Rogers Abridged Version of the RFI Response

For those who are not technical, route filtering is a very common practice in networks.  The global routing table, is a list of every IP on the planet and the "route" to reach it over the internet.  As you can imagine, this table is very large and always changing.  Because of the size of this table, many routers do not have sufficient amounts of main memory to hold the full global BGP table. A simple and common work-around is to perform input filtering, thus limiting the local route database to a subset of the global table.  

From what is on the record, it's clear Rogers was using internal route filtering to limit what internet routes were sent from the core to downstream routers - a common practice in the industry to prevent memory exhaustion and other issues on downstream devices that don't neeed a full global BGP table.  However, what they didn't do on the downstream devices was filter what routes to receive.  RFC 7454 - BGP Operations ans Security clearly covers this case for leaf networks, such as Rogers, that "From peers, it is RECOMMENDED to have a limit lower than the number of routes in the Internet.  This will shut down the BGP peering if the peer suddenly advertises the full table.  Network administrators can also configure different limits for each peer, according to the number of routes they are supposed to advertise, plus some headroom to permit growth."  Had Rogers properly implemented route filtering and limiting on the downsteam routers the devices would have just shutdown BGP instead of exceeding their capacitly levels and failing to pass traffic.  While this still would have caused an outage, having devices online but without BGP would have been far faster to recover from.

No True "Out of band" Management Network

When outages happen (and they do in any network), an "out of band" (OOB) network is used to connect to the managment interfaces of the impacted devices and restore services.  In most carrier grade networks I've worked on, this OOB network is 100% seperate from the network itself and often provided by a third-party carrier to allow access in the event of a network failure, like what happened in the case of the Rogers outage.  However, it apperas Rogers did not have this type of OOB network in place - in the RFI response Rogers states "At the early stage of the outage, many Rogers’ network employees were impacted and could not connect to our IT and network systems.  This impeded initial triage and restoration efforts as teams needed to travel to centralized locations where management network access was established.".  If Rogers had a true OOB managment network from a third party carrier staff would not need to travel to centralized locations to access it - they could just use the internet.  If I were the CRTC or INDU I'd be asking Rogers some very pointed questions about how it handles OOB device management.

911 Call Failures

On a positive note, Rogers did confirm why 911 calls failed during the outage, which reaffirmed what I thought happened - because wireless devices could still see the Rogers network they did not attempt to failover to another network when a customer attempted to dial 911.
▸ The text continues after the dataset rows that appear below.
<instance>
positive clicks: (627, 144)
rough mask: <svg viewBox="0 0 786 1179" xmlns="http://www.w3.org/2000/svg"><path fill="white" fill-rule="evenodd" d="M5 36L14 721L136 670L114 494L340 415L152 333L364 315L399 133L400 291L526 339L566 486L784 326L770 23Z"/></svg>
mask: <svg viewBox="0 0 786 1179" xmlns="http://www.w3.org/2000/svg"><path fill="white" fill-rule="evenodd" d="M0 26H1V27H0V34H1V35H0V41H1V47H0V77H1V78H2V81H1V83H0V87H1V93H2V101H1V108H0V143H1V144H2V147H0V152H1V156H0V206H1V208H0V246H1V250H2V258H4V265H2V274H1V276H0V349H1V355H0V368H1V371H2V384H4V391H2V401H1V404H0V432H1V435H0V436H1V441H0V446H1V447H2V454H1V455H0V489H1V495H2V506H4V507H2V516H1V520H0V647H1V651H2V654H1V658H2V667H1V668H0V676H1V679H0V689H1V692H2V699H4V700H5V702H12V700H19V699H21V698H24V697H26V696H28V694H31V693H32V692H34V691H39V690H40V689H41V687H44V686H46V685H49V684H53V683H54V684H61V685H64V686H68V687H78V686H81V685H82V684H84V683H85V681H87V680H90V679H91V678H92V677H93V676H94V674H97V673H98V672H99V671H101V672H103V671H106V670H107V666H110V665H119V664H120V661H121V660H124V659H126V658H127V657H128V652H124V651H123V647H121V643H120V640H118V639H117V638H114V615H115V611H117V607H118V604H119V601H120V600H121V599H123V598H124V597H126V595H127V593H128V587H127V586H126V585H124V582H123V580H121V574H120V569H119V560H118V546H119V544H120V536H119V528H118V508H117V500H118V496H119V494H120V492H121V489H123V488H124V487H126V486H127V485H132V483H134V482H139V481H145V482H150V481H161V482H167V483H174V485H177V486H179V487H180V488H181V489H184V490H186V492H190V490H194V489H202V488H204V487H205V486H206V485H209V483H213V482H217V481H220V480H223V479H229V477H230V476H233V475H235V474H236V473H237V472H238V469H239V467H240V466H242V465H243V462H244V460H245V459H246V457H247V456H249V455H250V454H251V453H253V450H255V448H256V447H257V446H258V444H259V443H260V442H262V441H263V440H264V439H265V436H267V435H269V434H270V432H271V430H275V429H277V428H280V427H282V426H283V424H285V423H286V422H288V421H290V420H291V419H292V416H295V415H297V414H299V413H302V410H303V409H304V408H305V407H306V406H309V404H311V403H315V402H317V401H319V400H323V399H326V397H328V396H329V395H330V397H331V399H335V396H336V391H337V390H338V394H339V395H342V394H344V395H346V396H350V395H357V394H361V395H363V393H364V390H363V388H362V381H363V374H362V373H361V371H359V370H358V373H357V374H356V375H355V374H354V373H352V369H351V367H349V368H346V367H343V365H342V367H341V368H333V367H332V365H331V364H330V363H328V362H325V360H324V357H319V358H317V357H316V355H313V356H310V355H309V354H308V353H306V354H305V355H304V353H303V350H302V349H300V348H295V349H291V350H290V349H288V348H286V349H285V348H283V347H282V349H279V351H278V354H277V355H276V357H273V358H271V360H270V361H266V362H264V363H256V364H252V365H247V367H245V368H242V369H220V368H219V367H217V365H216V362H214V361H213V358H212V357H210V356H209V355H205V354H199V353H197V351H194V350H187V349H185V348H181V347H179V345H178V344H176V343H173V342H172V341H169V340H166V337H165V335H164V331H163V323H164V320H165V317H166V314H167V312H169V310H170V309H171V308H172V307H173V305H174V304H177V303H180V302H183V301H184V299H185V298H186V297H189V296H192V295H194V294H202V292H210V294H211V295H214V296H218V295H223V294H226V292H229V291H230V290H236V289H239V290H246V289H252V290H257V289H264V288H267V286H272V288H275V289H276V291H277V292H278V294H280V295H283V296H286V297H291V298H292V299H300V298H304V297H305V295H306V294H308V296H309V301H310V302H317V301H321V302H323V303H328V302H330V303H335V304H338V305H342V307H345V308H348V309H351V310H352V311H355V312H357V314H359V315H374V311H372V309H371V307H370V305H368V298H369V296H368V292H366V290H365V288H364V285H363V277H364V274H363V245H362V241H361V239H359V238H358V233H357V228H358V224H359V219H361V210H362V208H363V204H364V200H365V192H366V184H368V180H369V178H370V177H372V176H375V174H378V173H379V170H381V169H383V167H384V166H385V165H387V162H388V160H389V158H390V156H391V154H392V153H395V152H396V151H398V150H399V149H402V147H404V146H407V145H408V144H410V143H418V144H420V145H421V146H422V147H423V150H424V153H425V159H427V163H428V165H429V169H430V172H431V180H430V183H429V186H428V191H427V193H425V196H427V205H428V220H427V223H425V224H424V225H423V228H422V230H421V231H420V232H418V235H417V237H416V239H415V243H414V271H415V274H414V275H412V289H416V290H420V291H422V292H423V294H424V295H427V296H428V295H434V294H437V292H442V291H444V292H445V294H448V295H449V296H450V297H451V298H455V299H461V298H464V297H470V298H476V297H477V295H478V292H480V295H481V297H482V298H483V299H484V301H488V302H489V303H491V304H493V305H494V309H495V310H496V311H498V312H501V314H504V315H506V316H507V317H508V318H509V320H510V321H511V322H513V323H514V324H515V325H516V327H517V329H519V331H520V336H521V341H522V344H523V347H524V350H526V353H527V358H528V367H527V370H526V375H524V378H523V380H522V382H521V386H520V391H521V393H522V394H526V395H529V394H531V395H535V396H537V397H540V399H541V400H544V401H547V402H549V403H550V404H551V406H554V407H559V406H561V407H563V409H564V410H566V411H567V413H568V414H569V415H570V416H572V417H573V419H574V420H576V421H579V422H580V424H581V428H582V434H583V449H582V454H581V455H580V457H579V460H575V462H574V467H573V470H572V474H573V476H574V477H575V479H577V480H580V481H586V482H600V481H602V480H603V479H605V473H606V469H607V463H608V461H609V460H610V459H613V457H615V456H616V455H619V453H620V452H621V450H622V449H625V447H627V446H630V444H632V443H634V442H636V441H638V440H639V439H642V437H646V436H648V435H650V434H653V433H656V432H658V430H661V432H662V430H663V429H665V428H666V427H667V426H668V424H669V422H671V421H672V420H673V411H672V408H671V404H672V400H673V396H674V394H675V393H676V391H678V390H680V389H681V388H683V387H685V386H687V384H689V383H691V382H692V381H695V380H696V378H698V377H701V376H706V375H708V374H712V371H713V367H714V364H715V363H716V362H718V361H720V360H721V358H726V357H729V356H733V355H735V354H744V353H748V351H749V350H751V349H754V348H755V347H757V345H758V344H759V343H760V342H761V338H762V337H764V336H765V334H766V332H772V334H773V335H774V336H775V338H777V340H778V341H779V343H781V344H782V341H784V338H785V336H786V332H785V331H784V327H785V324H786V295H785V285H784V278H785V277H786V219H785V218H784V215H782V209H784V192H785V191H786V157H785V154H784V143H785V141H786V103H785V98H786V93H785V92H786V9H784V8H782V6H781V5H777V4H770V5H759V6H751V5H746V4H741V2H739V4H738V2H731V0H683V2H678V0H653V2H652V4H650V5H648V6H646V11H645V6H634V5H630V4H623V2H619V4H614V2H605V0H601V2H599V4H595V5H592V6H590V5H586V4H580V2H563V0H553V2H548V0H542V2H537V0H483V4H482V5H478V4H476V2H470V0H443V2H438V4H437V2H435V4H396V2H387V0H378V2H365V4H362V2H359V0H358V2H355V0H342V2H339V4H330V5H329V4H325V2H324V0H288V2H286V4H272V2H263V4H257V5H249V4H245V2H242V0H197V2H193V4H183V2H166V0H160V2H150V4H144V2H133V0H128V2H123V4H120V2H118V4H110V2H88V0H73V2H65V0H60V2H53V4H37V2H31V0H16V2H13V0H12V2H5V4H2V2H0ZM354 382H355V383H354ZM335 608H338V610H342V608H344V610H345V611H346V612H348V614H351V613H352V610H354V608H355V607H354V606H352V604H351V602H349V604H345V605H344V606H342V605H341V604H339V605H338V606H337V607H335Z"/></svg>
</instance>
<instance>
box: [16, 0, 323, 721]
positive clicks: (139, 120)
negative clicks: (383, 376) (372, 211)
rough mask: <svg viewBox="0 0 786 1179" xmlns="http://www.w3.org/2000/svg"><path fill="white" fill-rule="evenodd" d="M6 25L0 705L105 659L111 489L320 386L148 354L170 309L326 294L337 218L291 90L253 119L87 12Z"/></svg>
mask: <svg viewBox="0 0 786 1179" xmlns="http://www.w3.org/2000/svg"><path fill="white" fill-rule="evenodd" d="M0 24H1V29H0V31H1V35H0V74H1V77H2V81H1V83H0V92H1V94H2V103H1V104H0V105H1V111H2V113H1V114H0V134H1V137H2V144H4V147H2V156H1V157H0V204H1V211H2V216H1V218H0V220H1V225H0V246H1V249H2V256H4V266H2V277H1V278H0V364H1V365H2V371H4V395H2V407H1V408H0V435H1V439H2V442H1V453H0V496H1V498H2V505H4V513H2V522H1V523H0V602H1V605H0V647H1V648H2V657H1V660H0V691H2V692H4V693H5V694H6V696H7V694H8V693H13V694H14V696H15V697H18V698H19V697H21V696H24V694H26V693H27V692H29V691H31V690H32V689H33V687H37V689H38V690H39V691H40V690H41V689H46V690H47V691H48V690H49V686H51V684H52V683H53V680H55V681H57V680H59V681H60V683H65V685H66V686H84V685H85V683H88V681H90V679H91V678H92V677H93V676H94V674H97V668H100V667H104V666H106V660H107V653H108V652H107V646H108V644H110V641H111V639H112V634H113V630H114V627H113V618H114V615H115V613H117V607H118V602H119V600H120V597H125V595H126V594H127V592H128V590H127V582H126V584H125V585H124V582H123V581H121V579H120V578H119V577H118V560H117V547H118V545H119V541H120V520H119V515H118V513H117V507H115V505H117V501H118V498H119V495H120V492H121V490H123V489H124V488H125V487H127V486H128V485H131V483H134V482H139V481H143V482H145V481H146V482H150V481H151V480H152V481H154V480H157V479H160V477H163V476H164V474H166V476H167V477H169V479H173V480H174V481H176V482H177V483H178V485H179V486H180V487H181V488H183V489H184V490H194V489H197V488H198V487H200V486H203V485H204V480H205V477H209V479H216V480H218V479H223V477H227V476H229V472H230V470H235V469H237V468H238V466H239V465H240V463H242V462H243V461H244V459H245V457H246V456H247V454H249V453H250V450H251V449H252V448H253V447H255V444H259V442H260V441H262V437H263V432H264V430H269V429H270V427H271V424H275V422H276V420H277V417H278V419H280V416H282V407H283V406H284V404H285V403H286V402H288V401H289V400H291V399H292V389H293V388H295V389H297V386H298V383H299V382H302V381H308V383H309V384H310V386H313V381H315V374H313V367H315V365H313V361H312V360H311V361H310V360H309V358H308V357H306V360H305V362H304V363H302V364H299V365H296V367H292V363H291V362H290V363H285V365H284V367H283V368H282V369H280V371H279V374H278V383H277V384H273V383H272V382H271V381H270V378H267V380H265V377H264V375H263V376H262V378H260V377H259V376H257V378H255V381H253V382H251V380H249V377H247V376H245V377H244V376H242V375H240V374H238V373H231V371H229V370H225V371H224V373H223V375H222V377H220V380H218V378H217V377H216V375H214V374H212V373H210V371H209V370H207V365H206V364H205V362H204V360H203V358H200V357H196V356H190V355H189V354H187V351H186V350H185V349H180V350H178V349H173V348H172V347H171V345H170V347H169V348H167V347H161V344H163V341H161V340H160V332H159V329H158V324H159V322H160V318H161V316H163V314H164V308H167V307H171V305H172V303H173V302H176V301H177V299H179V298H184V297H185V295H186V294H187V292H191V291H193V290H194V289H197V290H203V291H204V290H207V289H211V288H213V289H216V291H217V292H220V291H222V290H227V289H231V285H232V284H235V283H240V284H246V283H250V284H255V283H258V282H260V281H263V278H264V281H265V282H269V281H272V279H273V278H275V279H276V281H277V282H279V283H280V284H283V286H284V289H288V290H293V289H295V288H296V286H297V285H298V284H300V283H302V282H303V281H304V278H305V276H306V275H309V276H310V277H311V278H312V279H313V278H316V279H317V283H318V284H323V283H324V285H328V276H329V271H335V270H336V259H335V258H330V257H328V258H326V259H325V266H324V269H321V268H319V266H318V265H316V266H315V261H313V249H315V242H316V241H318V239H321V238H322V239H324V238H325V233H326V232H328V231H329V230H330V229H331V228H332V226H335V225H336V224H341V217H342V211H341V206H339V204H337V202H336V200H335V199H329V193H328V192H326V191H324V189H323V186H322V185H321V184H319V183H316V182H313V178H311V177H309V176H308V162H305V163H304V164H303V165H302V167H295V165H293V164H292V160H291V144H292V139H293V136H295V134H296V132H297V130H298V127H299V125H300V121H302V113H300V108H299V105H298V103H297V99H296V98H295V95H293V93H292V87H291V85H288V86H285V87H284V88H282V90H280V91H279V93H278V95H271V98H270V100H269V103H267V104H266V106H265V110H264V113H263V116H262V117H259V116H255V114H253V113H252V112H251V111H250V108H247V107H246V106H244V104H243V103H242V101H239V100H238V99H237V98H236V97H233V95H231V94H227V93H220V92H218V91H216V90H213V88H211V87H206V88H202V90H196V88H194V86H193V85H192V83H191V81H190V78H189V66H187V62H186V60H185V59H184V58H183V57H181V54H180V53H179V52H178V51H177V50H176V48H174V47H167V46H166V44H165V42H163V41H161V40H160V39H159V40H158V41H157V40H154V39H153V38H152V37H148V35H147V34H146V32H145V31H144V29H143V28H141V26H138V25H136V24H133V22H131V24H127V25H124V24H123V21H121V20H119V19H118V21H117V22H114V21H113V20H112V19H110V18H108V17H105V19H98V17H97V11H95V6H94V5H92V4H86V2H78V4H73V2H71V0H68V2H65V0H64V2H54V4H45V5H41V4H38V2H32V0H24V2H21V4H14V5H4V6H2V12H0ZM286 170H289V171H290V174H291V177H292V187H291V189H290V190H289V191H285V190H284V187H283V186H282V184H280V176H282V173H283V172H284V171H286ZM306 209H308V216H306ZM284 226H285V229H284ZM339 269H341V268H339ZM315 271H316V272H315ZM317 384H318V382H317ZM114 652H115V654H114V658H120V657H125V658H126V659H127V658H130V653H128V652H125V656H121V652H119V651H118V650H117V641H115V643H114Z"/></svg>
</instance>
Fixing this failure scenario will not be easy and will require work with handset manufactures to change the behaviour of how the handset handles 911 when the primary network is "visable" but not functional.  

Conclusions

So what can we conclude from all of this?  Not much based on the data presented to the public so far.  We know it was a BGP failure, but we don't really know why it took so long to restore, nor why there was no downstream route filtering in place.  We also don't know why there wasn't a better OOB managment network in place and what (if any) steps Rogers is taking to correct this in the future.  We also need to better understand why it took so long to identify the issue - all of the information on the timeline of events is redacted from public view.  Hopefully the CRTC reviews the redacted protions and puts more data on the public record - until then we are really left with more questions than answers.